Can you believe that? He may as well just write, “This movie is about me. Whatever the script says, whoever is acting in it, whoever’s directing it, it’s really my vanity project about my life, so just pretend you’re me and do it my way.”

Look, in-jokes are pretty common in movies — everyone knows about Threepio and Artoo appearing in hieroglyphic form in Raiders of the Lost Ark, right? — but they’re usually created in the spirit of affectionate homage, not dictated by the person to whom the joke refers. To essentially command a film crew to make homages to himself and his wife and family, and to further command (presumably) experienced professionals as to how they ought to be doing their jobs, is insufferably arrogant. The entire memo is like this, self-serving and obnoxious all the way down the line.

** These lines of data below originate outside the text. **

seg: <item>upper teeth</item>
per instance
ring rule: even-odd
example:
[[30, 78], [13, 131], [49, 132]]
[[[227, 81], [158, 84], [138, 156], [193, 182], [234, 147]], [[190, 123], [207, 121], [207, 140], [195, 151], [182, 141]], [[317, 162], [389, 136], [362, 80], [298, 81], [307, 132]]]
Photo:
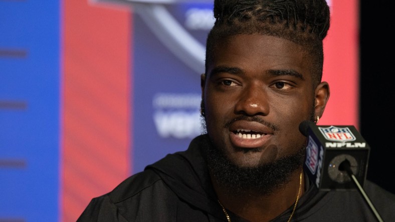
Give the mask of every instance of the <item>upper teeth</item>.
[[255, 133], [255, 134], [243, 134], [242, 132], [251, 132], [252, 130], [243, 130], [243, 129], [239, 129], [237, 130], [238, 136], [240, 138], [259, 138], [260, 137], [262, 136], [260, 134], [258, 133]]

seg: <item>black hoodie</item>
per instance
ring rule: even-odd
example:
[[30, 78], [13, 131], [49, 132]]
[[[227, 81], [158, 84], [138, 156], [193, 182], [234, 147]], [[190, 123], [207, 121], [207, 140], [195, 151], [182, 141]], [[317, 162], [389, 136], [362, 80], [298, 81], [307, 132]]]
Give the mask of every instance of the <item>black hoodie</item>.
[[[77, 222], [227, 221], [202, 152], [208, 138], [196, 137], [186, 151], [167, 155], [94, 198]], [[305, 191], [292, 221], [378, 221], [358, 191], [319, 192], [305, 178]], [[363, 188], [383, 221], [395, 221], [395, 194], [369, 181]], [[272, 221], [287, 221], [292, 210]], [[232, 222], [246, 221], [228, 212]]]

I suspect it’s a pretty good reflection of the man who wrote it.

I’m suddenly very glad I never got around to buying any of his fake painting-print things…

spacer

4 comments on “Narcissism, Thy Name is Thom

  1. The Girlfriend

    You were deffinately interested in Kincade before he became a sell-out. I guess this means I can do away with that damn counted cross stitch thing I started a million years ago and never got around to finishing… 🙂

  2. jason

    I thought you’d already gotten rid of that, hon…

  3. The Girlfriend

    It’s hiding in the front closet, like some monster waiting to attack in the night.

  4. jason

    Mommy, I’m scared… there’s kitsch in the closet!